Network interrupt and NAPI in FreeBSD?

Luigi Rizzo rizzo at iet.unipi.it
Sat Mar 7 11:47:36 UTC 2015


On Sat, Mar 7, 2015 at 8:19 AM, Wei Hu <weh at microsoft.com> wrote:
> Many thanks, Luigi! We are measuring the network performance in VM(Hyper-V), using netvsc virtual NIC device and its own driver. The Linux VM also uses the similar virtual device. The driver on both Linux and FreeBSD have TSO/LRO support. With just one network queue, we found the throughput is higher on Linux (around 2.5 - 3 Gbps) than FreeBSD (just around 1.6 Gbps) with 10GB NIC. If INVARIANT option is disabled, FreeBSD can achieve 2 - 2.3 Gbps. The much higher interrupt rate on FreeBSD was observed.
>
> Thanks for the all suggestions. Do you think netmap could help in this case?

netmap per se probably won't help in this case but it is often useful to
stress test the datapath and figure out where bottlenecks are.

In fact you could try and run the netmap test program, pkt-gen (in
tools/tools/netmap)
in emulated mode to see how many pps you can send or receive through
the netvsc interface.
You need to kldload the netmap module (it is already in by default in
recent generic)
and then do a
   pkt-gen -i hn0 -f tx # whatever the name is for the hyperv interface

I don't know what to expect but unoptimized qemu/kvm using the e1000 driver
was as low as 50-100Kpps, and optimized ones went up to 500Kpps and more
even without netmap (i believe FreeBSD's virtio is even faster now).

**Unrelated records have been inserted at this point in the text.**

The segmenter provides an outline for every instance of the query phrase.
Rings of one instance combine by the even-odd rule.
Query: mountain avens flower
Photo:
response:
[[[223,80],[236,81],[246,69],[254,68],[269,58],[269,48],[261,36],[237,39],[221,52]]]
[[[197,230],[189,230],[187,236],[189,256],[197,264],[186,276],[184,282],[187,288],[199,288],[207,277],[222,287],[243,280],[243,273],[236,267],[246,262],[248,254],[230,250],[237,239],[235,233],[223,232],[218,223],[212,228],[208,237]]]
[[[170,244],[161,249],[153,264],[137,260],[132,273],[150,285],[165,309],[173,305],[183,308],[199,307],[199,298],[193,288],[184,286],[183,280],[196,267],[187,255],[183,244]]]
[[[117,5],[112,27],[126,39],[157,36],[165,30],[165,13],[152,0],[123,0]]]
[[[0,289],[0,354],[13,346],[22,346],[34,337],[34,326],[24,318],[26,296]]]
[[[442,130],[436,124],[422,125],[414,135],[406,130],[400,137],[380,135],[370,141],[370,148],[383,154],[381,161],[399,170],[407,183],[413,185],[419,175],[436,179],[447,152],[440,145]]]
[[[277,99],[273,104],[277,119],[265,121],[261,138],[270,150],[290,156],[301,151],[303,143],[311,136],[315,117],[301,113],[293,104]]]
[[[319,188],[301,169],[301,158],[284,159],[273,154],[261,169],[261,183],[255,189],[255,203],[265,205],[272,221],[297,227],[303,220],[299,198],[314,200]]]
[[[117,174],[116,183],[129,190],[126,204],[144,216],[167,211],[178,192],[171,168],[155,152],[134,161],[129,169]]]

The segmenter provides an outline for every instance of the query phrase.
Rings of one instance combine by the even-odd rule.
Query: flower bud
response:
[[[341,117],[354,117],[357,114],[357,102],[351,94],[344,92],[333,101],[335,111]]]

Obviously you should disable INVARIANT, but the numbers you cite (2-3 Gbps)
are really low, which suggests me that there might some performance problem
in the hypervisor itself.

I also do not see any TSO reference in the source code for the netvsc guest
driver in FreeBSD, so i am not sure whether it is really supported or not.